Court Opinion

ID: 6425514
Source: CourtListenerOpinion
Date Created: 2022-06-25 12:03:34.058896+00
Date Added: 2024-06-11T15:51:58.129529
License: Public Domain

Holmes, J.
It is found as a fact that the policy was taken out by the defendant’s intestate as security for the three notes on which the plaintiffs now rely in their claim upon its proceeds, and that the plaintiffs are entitled to recover the amount of these notes and interest. These notes still are “ subsisting pecuniary demands ” within the words of the policy, although they *296all are outlawed, as indeed one of them was when the policy was issued to secure it. As is said in Campbell v. Maple, 105 Penn. St. 304, 307, the statute of limitations “ does not extinguish the debt, nor affect a trust created for its payment, as long as the trust subsists.” See Champion v. Buckingham, ante, 76; Shaw v. Silloway, 145 Mass. 503, 506, 507; Norton v. Palmer, 142 Mass. 433; Ball v. Wyeth, 8 Allen, 275, 278.
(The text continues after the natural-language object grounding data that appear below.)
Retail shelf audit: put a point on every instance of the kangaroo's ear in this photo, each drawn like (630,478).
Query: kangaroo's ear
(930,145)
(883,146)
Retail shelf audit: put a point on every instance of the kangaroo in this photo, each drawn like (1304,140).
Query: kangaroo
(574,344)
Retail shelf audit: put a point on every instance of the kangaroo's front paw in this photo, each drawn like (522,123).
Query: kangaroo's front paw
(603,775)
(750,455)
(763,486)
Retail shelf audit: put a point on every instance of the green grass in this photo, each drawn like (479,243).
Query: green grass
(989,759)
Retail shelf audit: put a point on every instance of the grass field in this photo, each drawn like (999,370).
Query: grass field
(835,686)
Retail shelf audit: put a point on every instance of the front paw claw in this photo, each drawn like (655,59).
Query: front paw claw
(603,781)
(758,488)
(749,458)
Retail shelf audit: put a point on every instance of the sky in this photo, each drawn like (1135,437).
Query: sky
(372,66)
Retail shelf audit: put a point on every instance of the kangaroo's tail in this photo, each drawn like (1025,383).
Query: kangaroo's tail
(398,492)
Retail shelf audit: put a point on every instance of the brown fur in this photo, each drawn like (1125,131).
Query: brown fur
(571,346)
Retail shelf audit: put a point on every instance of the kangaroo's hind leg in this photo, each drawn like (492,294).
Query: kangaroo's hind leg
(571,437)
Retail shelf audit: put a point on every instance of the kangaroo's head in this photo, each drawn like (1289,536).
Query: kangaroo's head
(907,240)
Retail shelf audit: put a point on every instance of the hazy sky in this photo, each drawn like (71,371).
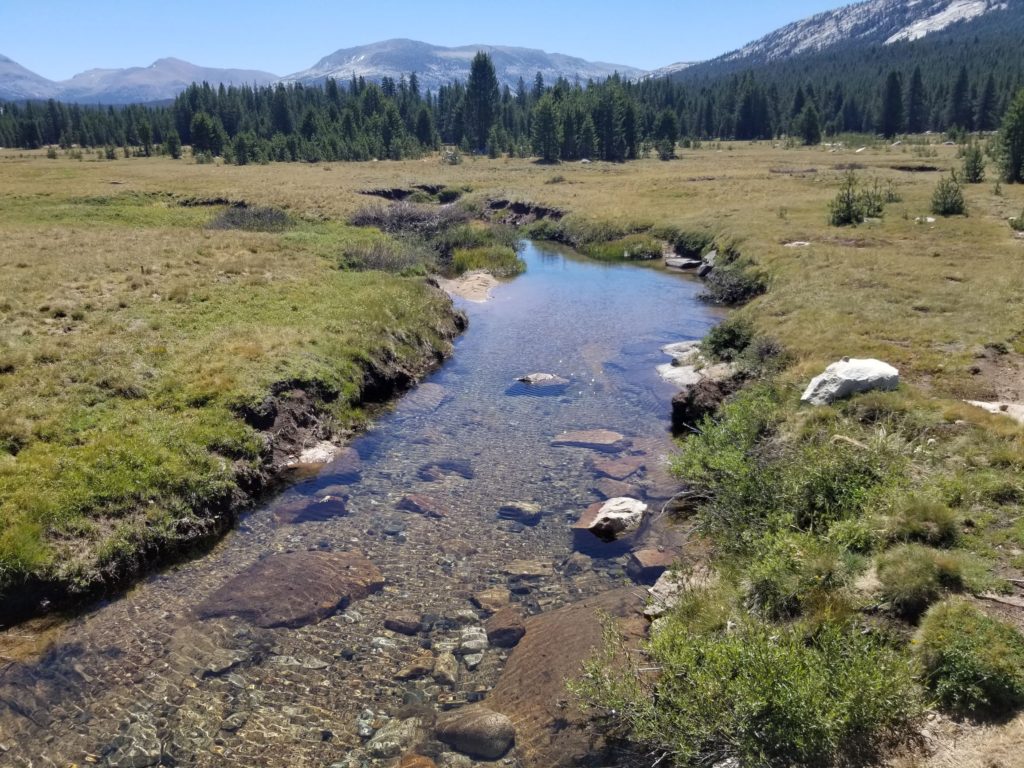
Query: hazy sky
(60,38)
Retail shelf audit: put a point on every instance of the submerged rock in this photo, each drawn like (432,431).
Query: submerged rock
(608,520)
(848,377)
(505,628)
(423,505)
(597,439)
(478,732)
(294,589)
(646,565)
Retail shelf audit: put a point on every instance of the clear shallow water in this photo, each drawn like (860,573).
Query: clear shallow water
(146,670)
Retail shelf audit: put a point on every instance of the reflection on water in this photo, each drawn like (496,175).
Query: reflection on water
(446,491)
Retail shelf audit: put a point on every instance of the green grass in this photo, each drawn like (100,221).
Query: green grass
(134,336)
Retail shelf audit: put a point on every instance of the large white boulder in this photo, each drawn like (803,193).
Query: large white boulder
(848,377)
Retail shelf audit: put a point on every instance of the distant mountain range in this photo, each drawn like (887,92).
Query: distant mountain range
(862,25)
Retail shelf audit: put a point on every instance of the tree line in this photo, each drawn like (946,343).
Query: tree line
(612,120)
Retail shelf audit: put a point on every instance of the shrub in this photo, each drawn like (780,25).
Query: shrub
(501,261)
(925,521)
(795,572)
(947,200)
(728,339)
(258,219)
(761,694)
(974,165)
(733,283)
(386,256)
(409,217)
(972,663)
(632,247)
(913,577)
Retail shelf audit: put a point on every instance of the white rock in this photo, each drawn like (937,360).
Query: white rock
(1013,411)
(848,377)
(322,453)
(619,516)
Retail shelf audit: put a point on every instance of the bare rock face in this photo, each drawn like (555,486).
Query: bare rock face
(849,377)
(550,729)
(294,589)
(505,628)
(478,732)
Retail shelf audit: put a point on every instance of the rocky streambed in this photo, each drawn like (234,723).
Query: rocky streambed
(421,599)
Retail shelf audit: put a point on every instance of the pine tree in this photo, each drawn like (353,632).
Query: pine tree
(481,100)
(985,117)
(916,109)
(1011,142)
(547,140)
(810,126)
(958,113)
(892,107)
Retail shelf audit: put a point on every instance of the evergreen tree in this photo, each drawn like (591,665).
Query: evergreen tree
(916,109)
(547,140)
(810,126)
(892,107)
(1011,142)
(958,112)
(985,118)
(481,100)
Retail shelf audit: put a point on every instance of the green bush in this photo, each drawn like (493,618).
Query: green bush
(947,200)
(972,663)
(501,261)
(1018,223)
(913,577)
(763,694)
(728,339)
(974,165)
(796,573)
(734,282)
(926,521)
(632,247)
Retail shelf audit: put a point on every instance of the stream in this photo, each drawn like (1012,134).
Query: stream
(155,678)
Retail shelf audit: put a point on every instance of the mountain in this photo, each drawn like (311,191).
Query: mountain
(18,83)
(162,80)
(871,23)
(435,66)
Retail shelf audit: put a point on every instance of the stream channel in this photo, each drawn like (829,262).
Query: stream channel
(148,679)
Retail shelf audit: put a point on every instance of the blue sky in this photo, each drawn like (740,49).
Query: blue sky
(59,38)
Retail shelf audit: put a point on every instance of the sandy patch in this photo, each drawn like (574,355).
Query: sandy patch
(475,286)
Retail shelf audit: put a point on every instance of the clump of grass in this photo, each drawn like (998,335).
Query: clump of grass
(972,663)
(947,200)
(404,218)
(754,692)
(925,521)
(733,281)
(631,248)
(253,219)
(913,577)
(501,261)
(728,340)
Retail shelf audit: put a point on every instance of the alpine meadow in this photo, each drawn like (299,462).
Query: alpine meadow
(482,406)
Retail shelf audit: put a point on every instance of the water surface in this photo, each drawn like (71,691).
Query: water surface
(145,671)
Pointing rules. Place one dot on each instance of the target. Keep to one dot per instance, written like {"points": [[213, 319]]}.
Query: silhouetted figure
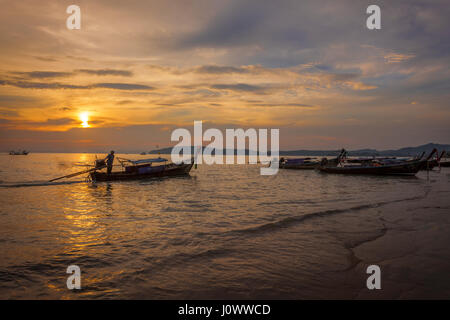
{"points": [[109, 161]]}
The fact that, in winding up the firm and settling the accounts between the partners, the notes have been set over to the estate of one partner, but without writing, does not deprive the notes of the security. The demands on the notes remain in form demands of Lane and Townsend, and Lane and Townsend continue to have an interest in getting the amount of them paid, although if paid the sum will be received by them as trustees for one of their number in settlement of his claims against the firm. It is not necessary to consider more exactly what effect we should give to the word “ their ” in “ their then subsisting pecuniary demands.” Judgment on the finding.